As solicitações foram feitas por entidades como a Federação dos Municípios do RN (FEMURN), a Federação das Câmaras Municipais (FECAM) e a Associação dos Profissionais da Contabilidade Pública do RN (ASPCONP-RN). O presidente do TCE-RN, conselheiro Carlos Thompson, fundamentou a decisão em determinações do Supremo Tribunal Federal (STF), que têm efeito vinculante em todo o país.

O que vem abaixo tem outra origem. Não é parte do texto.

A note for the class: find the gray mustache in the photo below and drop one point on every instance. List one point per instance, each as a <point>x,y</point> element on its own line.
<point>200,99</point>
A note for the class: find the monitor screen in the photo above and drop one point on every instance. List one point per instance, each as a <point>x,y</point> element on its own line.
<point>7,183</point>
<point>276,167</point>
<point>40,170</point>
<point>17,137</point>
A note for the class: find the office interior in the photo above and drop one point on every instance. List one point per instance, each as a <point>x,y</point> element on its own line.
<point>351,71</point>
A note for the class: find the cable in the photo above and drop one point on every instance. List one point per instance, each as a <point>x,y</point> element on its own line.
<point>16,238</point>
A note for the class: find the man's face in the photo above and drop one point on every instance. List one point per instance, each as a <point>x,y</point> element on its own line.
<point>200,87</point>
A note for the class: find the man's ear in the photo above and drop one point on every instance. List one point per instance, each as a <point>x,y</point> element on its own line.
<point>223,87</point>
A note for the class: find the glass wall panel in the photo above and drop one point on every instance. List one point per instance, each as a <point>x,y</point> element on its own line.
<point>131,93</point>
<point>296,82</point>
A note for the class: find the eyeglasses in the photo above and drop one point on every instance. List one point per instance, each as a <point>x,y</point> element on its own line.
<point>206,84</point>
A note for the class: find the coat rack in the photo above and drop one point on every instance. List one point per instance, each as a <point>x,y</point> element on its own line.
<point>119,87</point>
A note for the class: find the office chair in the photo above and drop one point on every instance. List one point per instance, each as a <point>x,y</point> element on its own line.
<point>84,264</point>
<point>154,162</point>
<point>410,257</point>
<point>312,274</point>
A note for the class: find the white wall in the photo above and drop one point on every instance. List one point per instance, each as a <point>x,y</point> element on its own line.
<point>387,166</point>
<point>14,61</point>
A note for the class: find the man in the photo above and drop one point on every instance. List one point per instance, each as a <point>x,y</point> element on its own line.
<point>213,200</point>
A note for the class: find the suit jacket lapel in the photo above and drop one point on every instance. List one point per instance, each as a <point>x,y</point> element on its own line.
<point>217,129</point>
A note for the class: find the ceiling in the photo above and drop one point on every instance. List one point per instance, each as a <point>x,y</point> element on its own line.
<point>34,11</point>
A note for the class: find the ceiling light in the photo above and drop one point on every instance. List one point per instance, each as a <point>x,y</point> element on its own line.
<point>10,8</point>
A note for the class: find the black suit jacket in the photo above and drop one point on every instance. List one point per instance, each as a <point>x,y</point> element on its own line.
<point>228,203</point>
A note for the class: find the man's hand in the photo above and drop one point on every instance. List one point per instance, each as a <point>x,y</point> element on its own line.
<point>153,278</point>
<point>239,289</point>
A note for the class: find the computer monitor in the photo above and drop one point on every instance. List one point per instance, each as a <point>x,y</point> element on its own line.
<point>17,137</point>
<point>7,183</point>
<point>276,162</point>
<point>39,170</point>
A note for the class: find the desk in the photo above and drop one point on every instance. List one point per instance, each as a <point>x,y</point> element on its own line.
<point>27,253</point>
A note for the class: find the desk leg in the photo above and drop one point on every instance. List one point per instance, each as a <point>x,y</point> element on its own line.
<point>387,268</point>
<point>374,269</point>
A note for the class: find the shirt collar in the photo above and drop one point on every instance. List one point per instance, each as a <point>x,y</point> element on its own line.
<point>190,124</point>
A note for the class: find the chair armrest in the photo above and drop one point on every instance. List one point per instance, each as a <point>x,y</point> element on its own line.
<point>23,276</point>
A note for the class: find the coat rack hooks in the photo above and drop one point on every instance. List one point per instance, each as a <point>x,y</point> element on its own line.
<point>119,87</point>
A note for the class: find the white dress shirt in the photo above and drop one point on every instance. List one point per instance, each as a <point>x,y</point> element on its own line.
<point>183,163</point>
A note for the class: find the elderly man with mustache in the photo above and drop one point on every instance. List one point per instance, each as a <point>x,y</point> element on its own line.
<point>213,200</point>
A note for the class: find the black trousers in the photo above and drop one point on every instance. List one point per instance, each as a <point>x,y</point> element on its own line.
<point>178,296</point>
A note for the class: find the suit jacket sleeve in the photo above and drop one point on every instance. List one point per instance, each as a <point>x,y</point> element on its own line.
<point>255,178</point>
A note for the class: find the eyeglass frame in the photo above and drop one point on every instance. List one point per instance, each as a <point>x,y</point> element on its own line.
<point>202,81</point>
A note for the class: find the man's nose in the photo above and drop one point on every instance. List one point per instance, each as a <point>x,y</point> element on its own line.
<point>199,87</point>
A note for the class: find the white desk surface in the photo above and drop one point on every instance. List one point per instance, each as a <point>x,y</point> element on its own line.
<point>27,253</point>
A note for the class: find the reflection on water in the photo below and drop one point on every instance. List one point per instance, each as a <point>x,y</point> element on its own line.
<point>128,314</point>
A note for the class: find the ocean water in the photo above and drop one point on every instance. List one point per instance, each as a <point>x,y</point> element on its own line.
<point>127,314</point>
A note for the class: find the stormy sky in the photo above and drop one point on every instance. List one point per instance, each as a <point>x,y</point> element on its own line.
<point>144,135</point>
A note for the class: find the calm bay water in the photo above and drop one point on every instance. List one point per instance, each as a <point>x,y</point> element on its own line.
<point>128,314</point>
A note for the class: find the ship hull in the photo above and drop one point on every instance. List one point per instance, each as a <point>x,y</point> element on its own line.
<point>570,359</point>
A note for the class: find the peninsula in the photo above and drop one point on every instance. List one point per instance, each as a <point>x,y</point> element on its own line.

O tribunal destacou que as regras, que incluem comprovação de transparência e rastreabilidade das emendas como condição para liberação dos recursos, são exigências legais e não podem ser flexibilizadas. Também explicou que o uso do certificado digital ICP-Brasil para assinatura eletrônica não representa um obstáculo, pois o processo de emissão é rápido e permite validação remota. Municípios sem emendas parlamentares devem apenas declarar essa condição no sistema do TCE.
Por fim, o TCE-RN reforçou que segue oferecendo suporte técnico para auxiliar os gestores, mas que as exigências determinadas pelo STF precisam ser cumpridas rigorosamente.